The articles also revealed details of the appellant’s background, including a reference to his three prior felony convictions, *146and twelve lawsuits which had been filed against him over the past twelve years. The articles noted that appellant did not testify on his own behalf in federal court where he was charged wtih extortion stemming from the incident. The articles further publicized the testimony of his cellmate, and revealed that appellant’s trial counsel attempted to withdraw from the State court case. Apparently, several of the stories were featured prominently on the front page of the Shawnee “News-Star,” the Pottawatomie County community newspaper. When the appellant was convicted in federal court, a large, full-page width headline proclaimed, “Hale found guilty of extortion.” The article also reported that Federal District Judge Lee West commented following the non-jury trial that it was with “little or no difficulty that this court finds the defendant guilty.”

Finally, the record reflects that thirty-seven potential jurors were examined in voir dire proceedings. Thirty-four admitted knowledge about the case, twelve stated they had formed an opinion about the appellant’s guilt, four knew either the appellant or his family, and eight were acquainted with Mr. Perry or his family. Three potential jurors were removed for cause by the trial court for bias.

Our system of justice rests firmly upon the maxim that an accused is presumed innocent until proven guilty. Justice Frankfurter summed it up best in his concurring opinion in Irvin v.
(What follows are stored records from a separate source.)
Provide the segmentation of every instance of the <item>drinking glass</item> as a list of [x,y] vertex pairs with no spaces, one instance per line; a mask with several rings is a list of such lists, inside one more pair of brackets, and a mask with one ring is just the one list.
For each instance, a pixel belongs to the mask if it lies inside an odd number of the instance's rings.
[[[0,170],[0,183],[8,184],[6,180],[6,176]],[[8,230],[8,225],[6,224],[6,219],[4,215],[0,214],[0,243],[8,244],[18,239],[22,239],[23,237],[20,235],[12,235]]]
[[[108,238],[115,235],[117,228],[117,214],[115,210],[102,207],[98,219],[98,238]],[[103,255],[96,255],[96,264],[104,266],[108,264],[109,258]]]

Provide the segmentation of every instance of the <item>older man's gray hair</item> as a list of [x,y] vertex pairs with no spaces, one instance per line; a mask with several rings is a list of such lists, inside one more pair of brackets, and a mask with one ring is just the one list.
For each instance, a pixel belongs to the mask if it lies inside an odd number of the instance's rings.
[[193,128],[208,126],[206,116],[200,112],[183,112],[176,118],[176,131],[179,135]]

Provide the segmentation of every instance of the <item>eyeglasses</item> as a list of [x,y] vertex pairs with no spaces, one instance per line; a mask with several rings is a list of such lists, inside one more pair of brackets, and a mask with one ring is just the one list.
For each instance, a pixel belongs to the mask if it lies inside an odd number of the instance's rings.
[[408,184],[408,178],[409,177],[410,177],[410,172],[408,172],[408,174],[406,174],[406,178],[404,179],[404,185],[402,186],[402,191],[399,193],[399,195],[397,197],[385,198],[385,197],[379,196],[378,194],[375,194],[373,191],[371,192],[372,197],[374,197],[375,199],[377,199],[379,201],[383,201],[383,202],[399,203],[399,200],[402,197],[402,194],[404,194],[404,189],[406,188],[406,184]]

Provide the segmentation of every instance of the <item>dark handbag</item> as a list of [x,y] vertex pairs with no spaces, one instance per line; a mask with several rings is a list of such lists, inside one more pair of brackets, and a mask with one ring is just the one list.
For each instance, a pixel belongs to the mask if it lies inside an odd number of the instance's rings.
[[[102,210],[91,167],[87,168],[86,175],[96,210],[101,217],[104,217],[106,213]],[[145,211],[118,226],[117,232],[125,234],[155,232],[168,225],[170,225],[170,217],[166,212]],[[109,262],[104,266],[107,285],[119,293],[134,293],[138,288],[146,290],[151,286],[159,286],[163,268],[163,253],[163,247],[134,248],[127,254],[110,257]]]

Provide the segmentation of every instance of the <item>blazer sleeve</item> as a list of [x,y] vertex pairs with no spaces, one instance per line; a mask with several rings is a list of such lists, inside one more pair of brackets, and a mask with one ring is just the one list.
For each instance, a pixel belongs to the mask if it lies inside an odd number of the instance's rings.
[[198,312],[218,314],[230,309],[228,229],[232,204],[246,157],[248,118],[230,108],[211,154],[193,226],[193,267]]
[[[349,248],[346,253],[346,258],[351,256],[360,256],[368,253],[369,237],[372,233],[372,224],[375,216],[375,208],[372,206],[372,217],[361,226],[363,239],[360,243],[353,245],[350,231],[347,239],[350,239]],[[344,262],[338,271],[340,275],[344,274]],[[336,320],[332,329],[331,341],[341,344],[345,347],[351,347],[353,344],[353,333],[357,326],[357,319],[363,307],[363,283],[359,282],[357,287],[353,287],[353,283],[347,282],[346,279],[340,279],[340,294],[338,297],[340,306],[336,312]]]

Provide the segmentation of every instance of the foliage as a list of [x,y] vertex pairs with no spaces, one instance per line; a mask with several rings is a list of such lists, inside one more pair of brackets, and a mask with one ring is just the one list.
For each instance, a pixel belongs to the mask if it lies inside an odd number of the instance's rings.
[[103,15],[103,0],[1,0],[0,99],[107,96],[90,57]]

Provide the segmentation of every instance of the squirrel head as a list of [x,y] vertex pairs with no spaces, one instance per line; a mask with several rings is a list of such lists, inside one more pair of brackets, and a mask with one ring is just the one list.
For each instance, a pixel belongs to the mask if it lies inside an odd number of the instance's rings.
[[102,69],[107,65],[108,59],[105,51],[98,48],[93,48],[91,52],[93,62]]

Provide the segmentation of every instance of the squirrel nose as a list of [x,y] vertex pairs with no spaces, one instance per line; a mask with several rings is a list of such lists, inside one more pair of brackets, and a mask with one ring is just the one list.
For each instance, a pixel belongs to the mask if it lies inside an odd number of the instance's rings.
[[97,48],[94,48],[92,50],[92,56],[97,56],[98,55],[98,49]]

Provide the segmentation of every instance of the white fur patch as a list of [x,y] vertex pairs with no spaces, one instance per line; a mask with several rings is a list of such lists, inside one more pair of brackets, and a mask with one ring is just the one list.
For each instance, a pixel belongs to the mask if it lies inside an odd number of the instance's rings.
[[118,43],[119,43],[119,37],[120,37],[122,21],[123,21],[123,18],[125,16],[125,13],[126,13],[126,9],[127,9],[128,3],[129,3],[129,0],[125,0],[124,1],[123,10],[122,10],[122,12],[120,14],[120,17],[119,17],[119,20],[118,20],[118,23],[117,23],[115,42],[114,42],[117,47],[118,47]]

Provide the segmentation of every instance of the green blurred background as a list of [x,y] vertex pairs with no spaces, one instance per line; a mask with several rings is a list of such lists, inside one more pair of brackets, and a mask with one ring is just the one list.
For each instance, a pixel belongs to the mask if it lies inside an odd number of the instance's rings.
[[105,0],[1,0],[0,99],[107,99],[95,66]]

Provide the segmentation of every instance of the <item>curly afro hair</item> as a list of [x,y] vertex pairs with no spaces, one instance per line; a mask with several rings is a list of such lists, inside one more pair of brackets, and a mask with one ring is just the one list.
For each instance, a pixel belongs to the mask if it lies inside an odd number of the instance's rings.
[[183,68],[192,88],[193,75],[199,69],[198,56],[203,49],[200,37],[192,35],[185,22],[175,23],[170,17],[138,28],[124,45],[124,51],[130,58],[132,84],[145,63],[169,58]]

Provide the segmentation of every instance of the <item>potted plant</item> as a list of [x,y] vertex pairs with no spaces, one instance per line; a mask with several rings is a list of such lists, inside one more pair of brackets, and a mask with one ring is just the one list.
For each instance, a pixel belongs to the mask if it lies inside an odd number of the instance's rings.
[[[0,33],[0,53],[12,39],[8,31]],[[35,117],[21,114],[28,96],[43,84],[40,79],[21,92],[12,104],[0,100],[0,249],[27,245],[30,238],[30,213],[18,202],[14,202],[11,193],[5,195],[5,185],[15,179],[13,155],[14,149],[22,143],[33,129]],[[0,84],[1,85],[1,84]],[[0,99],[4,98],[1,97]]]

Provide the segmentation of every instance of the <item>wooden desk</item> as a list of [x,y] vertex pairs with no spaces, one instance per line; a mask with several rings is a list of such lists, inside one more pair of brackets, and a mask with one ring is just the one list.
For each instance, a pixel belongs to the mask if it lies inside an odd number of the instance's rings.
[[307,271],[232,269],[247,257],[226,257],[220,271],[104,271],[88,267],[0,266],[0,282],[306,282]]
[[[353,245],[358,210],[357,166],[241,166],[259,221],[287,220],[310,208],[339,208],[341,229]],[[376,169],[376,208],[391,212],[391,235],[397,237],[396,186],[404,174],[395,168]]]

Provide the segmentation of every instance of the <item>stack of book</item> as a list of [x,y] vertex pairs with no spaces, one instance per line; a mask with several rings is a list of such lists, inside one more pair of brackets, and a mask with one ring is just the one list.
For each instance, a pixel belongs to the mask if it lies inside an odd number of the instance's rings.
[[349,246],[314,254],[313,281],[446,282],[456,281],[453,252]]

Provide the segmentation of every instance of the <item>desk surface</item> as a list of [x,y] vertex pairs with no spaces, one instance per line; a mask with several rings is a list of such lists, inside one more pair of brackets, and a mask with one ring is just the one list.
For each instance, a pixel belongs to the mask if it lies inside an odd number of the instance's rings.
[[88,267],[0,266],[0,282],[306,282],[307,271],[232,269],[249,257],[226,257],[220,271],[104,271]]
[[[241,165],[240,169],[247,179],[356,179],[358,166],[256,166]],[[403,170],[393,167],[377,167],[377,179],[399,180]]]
Dowd, 366 U.S. 717, 728, 81 S.Ct. 1639, 1646, 6 L.Ed.2d 751 (1961):

[N]ot the least significant test of the quality of a civilization is its treatment of those charged with crime, particularly with offenses which arouse the passions of a community. One of the rightful boasts of Western civilization is that the State has the burden of establishing guilt solely on the basis of evidence produced in court and under circumstances assuring an accused all the safeguards of a fair procedure. These rudimentary conditions for determining guilt are inevitably wanting if the jury which is to sit in judgment on a fellow human being comes to its task with its mind ineradicably poisoned against him. How can fallible men and women reach a distinterested verdict based exclusively on what they heard in court when, before they entered the jury box, their minds were saturated with press and radio for months preceding by matter designed to establish the guilt of the accused. A conviction so secured obviously constitutes a denial of due process of law in its most rudimentary conception.

Therefore, an “impartial jury” is one that can be reasonably expected to abide by the presumption of innocence and to base a verdict on the evidence presented in court, and not on private speculation or media coverage. For the foregoing reasons, under the circumstances surrounding this case, I find that appellant was deprived of his fundamental right to be tried by an “impartial jury” as mandated by the Due Process Clause of the Fourteenth Amendment and Article II, § 20 of the Oklahoma Constitution. I would reverse and remand this case for a new trial. Accordingly, I dissent.